Factors for Determining Liability
When determining liability in a drunk driving car accident, courts typically take into account the factors of whether or not the bar served alcohol to an intoxicated person, a minor, or a visibly intoxicated person. Additionally, courts will also consider whether or not the bar knew or should have known that the person it served alcohol to was intoxicated. If the bar was aware that the person it was serving alcohol to was drunk, then it can be held liable for any injuries or deaths caused by the intoxicated driver.
In some states, dram shop liability laws also apply, which make it possible for an injured person or their family to sue a bar if they served alcohol to a drunk driver who caused a drunk driving accident. Under these laws, the bar can be held liable for any damages caused by the drunk driver, even if the harm was indirectly caused by the intoxicated driver.

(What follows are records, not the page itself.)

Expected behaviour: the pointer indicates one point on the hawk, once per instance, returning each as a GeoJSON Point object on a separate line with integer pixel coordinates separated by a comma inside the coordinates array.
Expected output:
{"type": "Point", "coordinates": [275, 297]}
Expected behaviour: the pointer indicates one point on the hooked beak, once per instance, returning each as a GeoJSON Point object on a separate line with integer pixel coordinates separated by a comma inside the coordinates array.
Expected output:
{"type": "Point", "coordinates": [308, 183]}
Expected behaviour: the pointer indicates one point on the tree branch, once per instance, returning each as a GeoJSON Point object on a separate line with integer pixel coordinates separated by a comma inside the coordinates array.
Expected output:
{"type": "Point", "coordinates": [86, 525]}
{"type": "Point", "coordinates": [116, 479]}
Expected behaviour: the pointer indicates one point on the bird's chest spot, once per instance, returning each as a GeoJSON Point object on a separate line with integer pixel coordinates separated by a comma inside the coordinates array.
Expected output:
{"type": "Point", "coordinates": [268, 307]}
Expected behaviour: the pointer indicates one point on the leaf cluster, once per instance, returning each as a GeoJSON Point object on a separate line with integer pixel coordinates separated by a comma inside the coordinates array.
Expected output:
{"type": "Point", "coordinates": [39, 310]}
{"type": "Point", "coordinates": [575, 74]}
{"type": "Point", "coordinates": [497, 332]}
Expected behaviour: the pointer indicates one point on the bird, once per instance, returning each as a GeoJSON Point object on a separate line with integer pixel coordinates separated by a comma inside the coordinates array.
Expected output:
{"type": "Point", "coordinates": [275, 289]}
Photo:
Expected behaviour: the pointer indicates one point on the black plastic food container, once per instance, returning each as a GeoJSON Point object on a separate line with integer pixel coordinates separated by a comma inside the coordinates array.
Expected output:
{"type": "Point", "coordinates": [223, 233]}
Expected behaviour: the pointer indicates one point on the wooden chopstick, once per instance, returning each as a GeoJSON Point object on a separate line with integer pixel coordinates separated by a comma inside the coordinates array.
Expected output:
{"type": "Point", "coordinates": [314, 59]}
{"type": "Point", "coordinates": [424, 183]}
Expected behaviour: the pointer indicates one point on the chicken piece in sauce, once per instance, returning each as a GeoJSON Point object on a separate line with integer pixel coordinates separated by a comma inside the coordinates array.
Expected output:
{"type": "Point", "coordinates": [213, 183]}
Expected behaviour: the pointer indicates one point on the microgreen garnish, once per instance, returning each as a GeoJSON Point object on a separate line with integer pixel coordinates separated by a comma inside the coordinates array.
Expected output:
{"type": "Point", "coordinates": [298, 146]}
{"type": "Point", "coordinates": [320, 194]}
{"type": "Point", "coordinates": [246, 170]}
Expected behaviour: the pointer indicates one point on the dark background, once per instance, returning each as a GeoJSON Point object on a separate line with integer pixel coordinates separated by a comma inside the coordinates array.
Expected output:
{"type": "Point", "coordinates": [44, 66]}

In summary, when determining liability, courts typically consider whether the bar served alcohol to a minor, an intoxicated person, or a visibly intoxicated person, as well as whether or not the bar was aware that the person it was serving alcohol to was drunk. Additionally, dram shop laws can often be applied, which can hold the bar liable for damages caused by a drunk driver.
State Regulations on Bar Liability
State regulations on bar liability vary from state to state, but many states have enacted laws that hold bars liable for drunk driving car accidents caused by someone who was served alcohol by the bar. These regulations typically state that a bar can be held liable for any personal injury, property damage, or wrongful death caused by a drunk driver who was served alcohol by the bar.
In some states, dram shop claims can be made against bars that serve alcohol to an intoxicated patron, regardless of the legal drinking age. Additionally, some states have legislation that holds bar owners liable for damages caused by a drunk driver, even if the bar was unaware that the person they served alcohol to was intoxicated.
These regulations are in place to encourage bar owners to be more responsible when serving alcohol, as they can be held liable for any damages caused by a drunk driver they served. As such, they should take steps to ensure that they are not serving alcohol to an intoxicated patron or to someone who is underage. Additionally, they should also ensure that they are not serving alcohol to someone who is visibly intoxicated. By following these regulations, bar owners can help to reduce the number of drunk driving car accidents caused by their patrons.
Alcohol Sales and the Need for a Nashville Car Accident Attorney
An additional rule in these cases requires that the alcohol provider in question sell the drinks to the person in a normal business transaction, meaning that party hosts may not face liability for over-serving guests.
Accident victims will need a Nashville car accident attorney to help them sort through these details and decide how to best pursue their personal injury claim. You can contact the law offices of Mitch Grissim & Associates using the number above or our short online contact form to receive a free consultation regarding your case and your legal options.